Harvard Mental Health Letter

In brief: Antipsychotic choice in early-onset schizophrenia

In brief

Antipsychotic choice in early-onset schizophrenia

Another study raises questions about the relative efficacy of first- and second-generation antipsychotics.

In the Treatment of Early-Onset Schizophrenia Spectrum Disorders (TEOSS) study, investigators randomly assigned 119 patients, ages 8 to 19, diagnosed with early-onset schizophrenia or schizoaffective disorder to treatment with the first-generation drug molindone (Moban) or one of two second-generation drugs, olanzapine (Zyprexa) or risperidone (Risperdal). Some patients were just diagnosed or "first episode," while others had chronic illness. Medications were prescribed at moderate doses.
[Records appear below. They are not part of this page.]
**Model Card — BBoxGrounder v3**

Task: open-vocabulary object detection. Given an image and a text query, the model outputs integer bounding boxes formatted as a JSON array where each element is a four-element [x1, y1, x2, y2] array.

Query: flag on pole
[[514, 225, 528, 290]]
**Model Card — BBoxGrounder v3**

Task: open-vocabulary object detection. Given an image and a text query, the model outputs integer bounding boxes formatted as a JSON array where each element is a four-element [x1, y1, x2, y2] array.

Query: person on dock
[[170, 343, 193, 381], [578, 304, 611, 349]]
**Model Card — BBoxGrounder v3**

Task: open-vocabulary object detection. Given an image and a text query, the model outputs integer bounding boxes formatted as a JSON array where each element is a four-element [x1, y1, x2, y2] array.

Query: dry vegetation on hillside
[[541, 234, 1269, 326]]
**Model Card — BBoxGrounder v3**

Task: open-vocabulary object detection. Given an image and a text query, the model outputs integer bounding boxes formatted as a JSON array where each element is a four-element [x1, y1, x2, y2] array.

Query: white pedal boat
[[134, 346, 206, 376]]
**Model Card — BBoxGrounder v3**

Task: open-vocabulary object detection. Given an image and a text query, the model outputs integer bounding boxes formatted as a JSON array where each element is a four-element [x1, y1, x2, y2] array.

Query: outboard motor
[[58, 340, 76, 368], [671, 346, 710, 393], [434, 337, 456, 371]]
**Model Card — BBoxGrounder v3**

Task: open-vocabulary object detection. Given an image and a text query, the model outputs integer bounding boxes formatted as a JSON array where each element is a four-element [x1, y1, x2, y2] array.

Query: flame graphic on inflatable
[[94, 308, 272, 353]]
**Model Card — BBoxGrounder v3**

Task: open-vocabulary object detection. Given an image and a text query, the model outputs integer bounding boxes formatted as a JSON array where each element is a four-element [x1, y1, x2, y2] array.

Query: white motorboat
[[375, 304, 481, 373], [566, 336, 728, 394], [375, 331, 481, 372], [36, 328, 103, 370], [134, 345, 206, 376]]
At the end of eight weeks, investigators assessed treatment response rates, based on a standard instrument (the Positive and Negative Syndrome Scale), for 116 patients who received at least one dose of medication. Response to treatment was about the same no matter what drug the young patients took. Half of patients assigned to take molindone responded to treatment (defined in the study as a 20% or greater reduction in symptom severity), compared with 34% of those taking olanzapine and 46% of those taking risperidone. The differences are not statistically significant.